An art and textiles teacher from an inner-city school in the UK has won a million-dollar prize.
Andria Zafirakou, who works at Alperton Community School in Brent, north-west London, was one of 10 finalists shortlisted for the fourth annual Varkey Foundation Global Teacher Prize.
She hailed the power of the arts after being named as the winner of the award, which recognises an individual who has made an outstanding contribution to the profession, at a glittering ceremony in Dubai, the Press Association reported.
In a congratulatory video message, Prime Minister Theresa May said the prize was a “fitting tribute” for everything Zafirakou had done for her students.
Alperton Community School is in one of the poorest areas of the country and pupils come from a variety of backgrounds.

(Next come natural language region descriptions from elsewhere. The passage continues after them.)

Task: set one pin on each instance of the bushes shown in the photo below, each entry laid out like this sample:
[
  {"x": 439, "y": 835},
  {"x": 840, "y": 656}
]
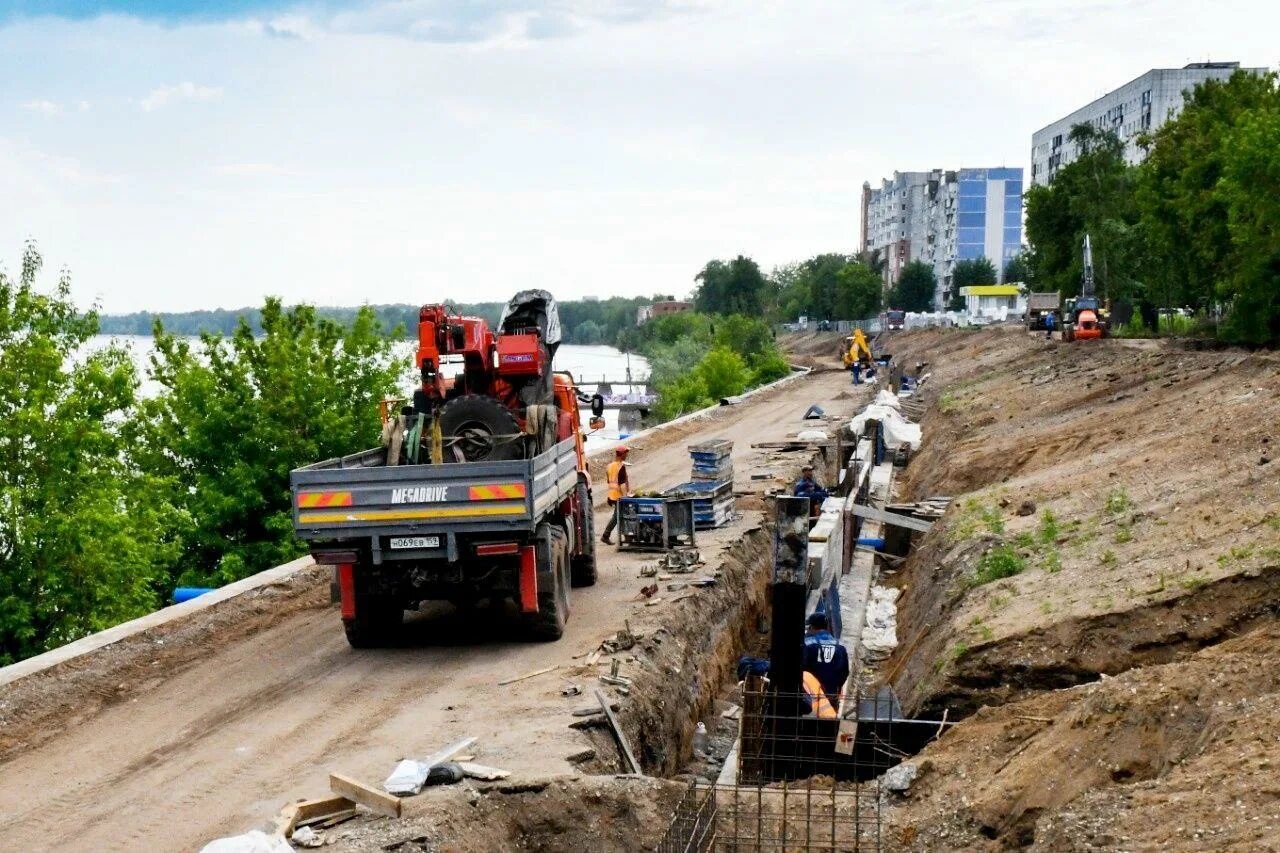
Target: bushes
[{"x": 696, "y": 360}]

Zafirakou has learnt how to say basic greetings in many of the 35 languages spoken at the school, including Gujarati, Hindi, Tamil and Portuguese, to help parents feel welcome and included.

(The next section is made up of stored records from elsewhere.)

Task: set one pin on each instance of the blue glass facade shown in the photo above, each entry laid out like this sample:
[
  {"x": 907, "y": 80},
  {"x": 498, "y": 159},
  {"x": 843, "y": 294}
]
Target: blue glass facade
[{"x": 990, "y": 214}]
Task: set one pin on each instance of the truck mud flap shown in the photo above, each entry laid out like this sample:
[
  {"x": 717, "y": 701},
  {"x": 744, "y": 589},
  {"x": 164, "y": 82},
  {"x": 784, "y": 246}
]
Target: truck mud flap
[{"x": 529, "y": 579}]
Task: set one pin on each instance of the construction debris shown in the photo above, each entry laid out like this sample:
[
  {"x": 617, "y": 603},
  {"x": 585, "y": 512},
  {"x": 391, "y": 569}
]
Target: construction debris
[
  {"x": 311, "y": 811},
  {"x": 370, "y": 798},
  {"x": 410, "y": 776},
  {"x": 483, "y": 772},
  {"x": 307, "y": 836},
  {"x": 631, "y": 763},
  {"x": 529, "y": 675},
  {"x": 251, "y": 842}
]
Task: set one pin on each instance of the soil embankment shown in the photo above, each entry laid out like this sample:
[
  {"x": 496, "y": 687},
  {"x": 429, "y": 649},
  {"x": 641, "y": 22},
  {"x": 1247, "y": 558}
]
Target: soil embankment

She redesigned the curriculum with fellow teachers to make it relevant to pupils, helped set up girls-only sports clubs for those from conservative communities and is also known for taking the time to understand students’ lives by visiting their homes and even joining them on the bus.
Zafirakou, who is the first UK teacher to win the award, said: “The community where I teach in Brent is beautifully diverse and indeed is one of the most multicultural communities in the world.”

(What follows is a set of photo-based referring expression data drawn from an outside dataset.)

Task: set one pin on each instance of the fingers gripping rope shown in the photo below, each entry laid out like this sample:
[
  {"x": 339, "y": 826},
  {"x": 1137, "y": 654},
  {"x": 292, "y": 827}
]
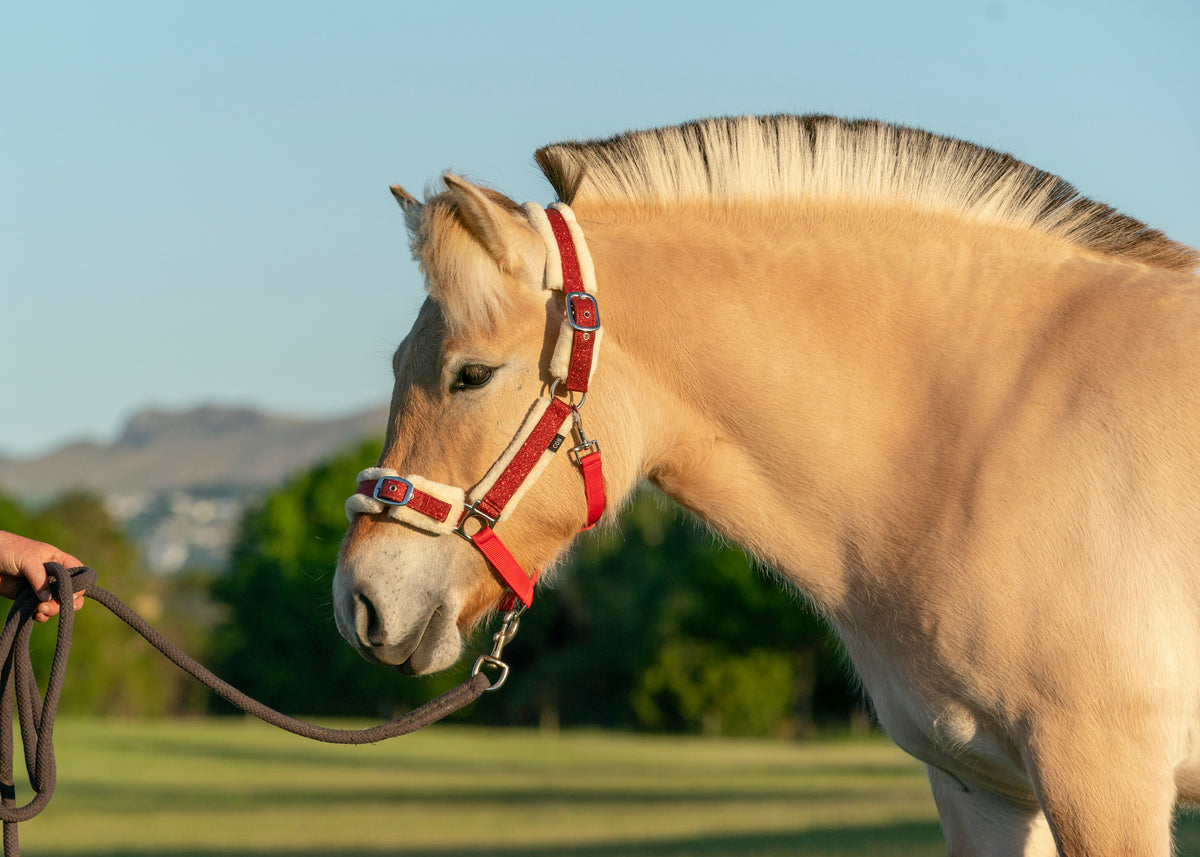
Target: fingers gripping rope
[{"x": 36, "y": 714}]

She said many students live in “challenging circumstances” and have “tough lives”.
“What is amazing, is whatever issues they are having at home, whatever is missing from their life or causing them pain, our school is theirs,” she told the audience.
“I know if our school could open at six o’clock in the morning, there would be a queue of children waiting outside at five o’clock in the morning. That’s how phenomenal they are.”
In a video message, May said: “You have shown enormous dedication and creativity in your work.
“Being a great teacher requires resilience, ingenuity and a generous heart.
“These are the qualities that you share with your students every day. So, thank you for all you have done and continue to do.”
The ceremony, at the Global Education and Skills Forum in Dubai, included a performance by singer Jennifer Hudson and the trophy was delivered on stage by Formula One’s Lewis Hamilton.
Ahead of the ceremony, Zafirakou said she had not allowed herself to consider the possibility of winning the top prize.
“I don’t even want to get my head in that zone yet, because it’s just so extreme,” she said.
“At the moment, I’m just trying to keep myself grounded and enjoy the ride.”
The other finalists, drawn from 30,000 entries from 173 countries, were from Turkey, South Africa, Colombia, Philippines, United States, Brazil, Belgium, Australia and Norway.
Zafirakou will receive one million US dollars (around £715,000) and be asked to serve as a global ambassador for the Varkey Foundation.
She will be required to remain working as a classroom teacher for at least five years and will be paid the prize money in equal instalments.